Good evening

I'm wondering if there is a tool or guide on how to "glue" and "split" the restart files (srf) so that the restart can be run on a different number of processors than the previous leg.

For example, I've got a run with 143 processors that produces 143 "srf" files. Is there a way to make this into 287 "srf" files so that I can continue the experiment with 287 processors?

NEMO has an option to "glue" all restart files into one global file, and then restart from the global file. That way each restart can be run on any number of processors.

Best wishes
Joakim

26 Comments

  1. Unknown User (nagc)

    Hi Joakim,

    I'm not aware of any tool that allows the srf, restart, files to be rearranged in that way.

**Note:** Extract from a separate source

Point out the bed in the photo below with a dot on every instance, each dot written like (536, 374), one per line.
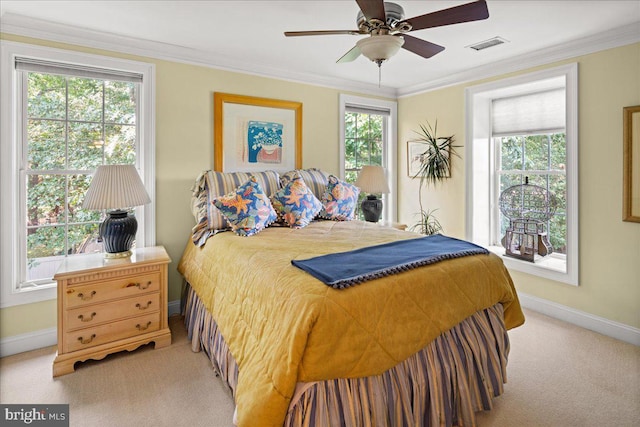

The advice I've had in the past is not to change the decomposition across restarts. I think it can affect the mass conservation but my memory is vague on this now.  It's probably not easy because of the spectral nature of the dynamics and you also have to deal with the wave model restart files too.  I'll ask someone in ECMWF who might know but I suspect the answer is no on this one.

    Cheers,  Glenn

  2. Unknown User (nagc)

    Hi Joakim,

    I asked someone from the team who work with seasonal coupled runs and the answer was (slightly paraphrased):

    "I don't think it is really possible to restart a run with different number of MPI tasks. In principle would be possible to write a tool which takes as set of N restart files and reshuffle the data to another parallel distribution with M restart files but that would be a major task since the tool would have to know the parallel distribution in both grid point and spectral space for all possible grids and parallel distributions."

    Plus it would need to deal with the wave model restarts.

    Personally, I'd rather just live with the smaller number of MPI tasks and remember to do it differently next time!

    Cheers,  Glenn

  3. thanks for the clarifications Glenn. This topic is of high relevance for climate prediction and it is unfortunate that we do not (and by the looks of it probably never) have the ability to "rebuild" the ifs restarts.

  4. Unknown User (nagc)

    I'm not sure I understand why you would want to rearrange the restart files, and hence the parallel decomposition, once the run has started?  Is it so you can start the run on one machine and restart on another?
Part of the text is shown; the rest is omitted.